Crawford stresses for residents to wear their face masks while out in public, to social distance, and wash their hands. He also has strong words for those who do not want to help stop the spread of the virus.

”You know, it’s not a lot to ask to wear a mask,” Crawford said. “I know some people think there is some type of political statement affiliated by not wearing a mask and showing that you don’t believe in COVID or that there is a spread out there. I am telling you it’s real. If you don’t believe me, give me a call and I will take you up to the ICU wards where people are up there fighting for their lives right now and our healthcare workers are doing everything they can do save them and some of them do not make it.”

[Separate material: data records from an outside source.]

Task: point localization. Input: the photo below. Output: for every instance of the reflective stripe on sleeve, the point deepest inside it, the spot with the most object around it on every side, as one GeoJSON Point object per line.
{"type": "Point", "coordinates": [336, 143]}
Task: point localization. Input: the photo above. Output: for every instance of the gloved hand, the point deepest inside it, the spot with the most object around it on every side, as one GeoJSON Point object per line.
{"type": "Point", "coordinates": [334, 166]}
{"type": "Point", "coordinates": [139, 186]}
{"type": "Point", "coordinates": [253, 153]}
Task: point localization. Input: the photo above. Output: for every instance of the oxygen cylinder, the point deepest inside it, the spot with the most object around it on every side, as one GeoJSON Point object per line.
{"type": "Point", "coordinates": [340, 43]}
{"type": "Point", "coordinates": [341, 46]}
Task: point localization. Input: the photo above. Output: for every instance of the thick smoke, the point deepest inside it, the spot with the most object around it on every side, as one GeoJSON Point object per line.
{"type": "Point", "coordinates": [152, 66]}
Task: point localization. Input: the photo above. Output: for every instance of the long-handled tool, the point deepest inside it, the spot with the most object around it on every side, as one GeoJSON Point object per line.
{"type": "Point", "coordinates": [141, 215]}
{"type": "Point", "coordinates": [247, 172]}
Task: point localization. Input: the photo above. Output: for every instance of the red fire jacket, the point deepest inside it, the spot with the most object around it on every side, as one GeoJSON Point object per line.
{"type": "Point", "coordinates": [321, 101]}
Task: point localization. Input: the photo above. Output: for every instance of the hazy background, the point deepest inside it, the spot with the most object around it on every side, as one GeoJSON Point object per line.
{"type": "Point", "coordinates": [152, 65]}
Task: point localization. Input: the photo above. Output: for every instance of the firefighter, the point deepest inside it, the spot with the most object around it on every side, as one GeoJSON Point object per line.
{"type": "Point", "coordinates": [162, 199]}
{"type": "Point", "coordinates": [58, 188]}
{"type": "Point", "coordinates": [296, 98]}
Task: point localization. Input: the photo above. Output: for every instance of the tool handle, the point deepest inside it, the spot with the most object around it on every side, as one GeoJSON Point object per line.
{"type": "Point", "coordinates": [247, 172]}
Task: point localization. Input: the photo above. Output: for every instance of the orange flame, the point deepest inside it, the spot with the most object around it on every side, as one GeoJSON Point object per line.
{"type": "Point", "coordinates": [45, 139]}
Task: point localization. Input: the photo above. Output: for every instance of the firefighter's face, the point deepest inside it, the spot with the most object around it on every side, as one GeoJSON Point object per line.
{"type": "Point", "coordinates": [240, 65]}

“Like the entire region and health care facilities across the country, CHRISTUS Shreveport-Bossier Health System is seeing an increase in the number of cases of COVID-19 and a rise in COVID patients in our hospitals, in some cases reaching their highest levels to date. It is important that the public knows that our medical experts anticipated and planned for these surges, and we are ready to care for patients. This preparation includes closely monitoring vital medical supplies and equipment, as well as evaluating possible expansion of space and beds to care for COVID patients, should the need arise. Most importantly, the LOCAL community should know that CHRISTUS Shreveport-Bossier Health System remains a safe, healing environment and we’re continuing to meet the needs of our community.”
Steen Trawick, CEO and chief medical officer, CHRISTUS Shreveport-Bossier Health System

Ochsner also released a statement about the situation:

“As healthcare workers on the front lines of the COVID-19 pandemic, our physicians, nurses and team continue to monitor COVID-19 cases and hospitalizations, as well as new data and information to ensure we are safely and effectively providing care to all patients in need. Although we have increased our ICU capacity by more than 60% since April, like the rest of the country, North Louisiana is experiencing a surge of COVID-19 patients putting stress on our area hospitals. At Ochsner LSU Health Shreveport, we constantly review capacity and our availability to accommodate the influx of patients, which includes patients who seek care in our emergency rooms and many patients who transfer from rural and community hospitals in our area. Since last week, the number of COVID-19 patients in our hospitals has doubled. As a Level 1 Trauma Center, we are also experiencing a significant increase in trauma patients, including those due to violence, which further strains our resources. Our actions, values and purpose have remained clear at every phase of this pandemic. We are here for our patients. We are committed to the health, well-being and safety of our patients and our dedicated team across North Louisiana. Together, as a community, we have the opportunity and the responsibility to reverse this trend and slow the spread of COVID-19.”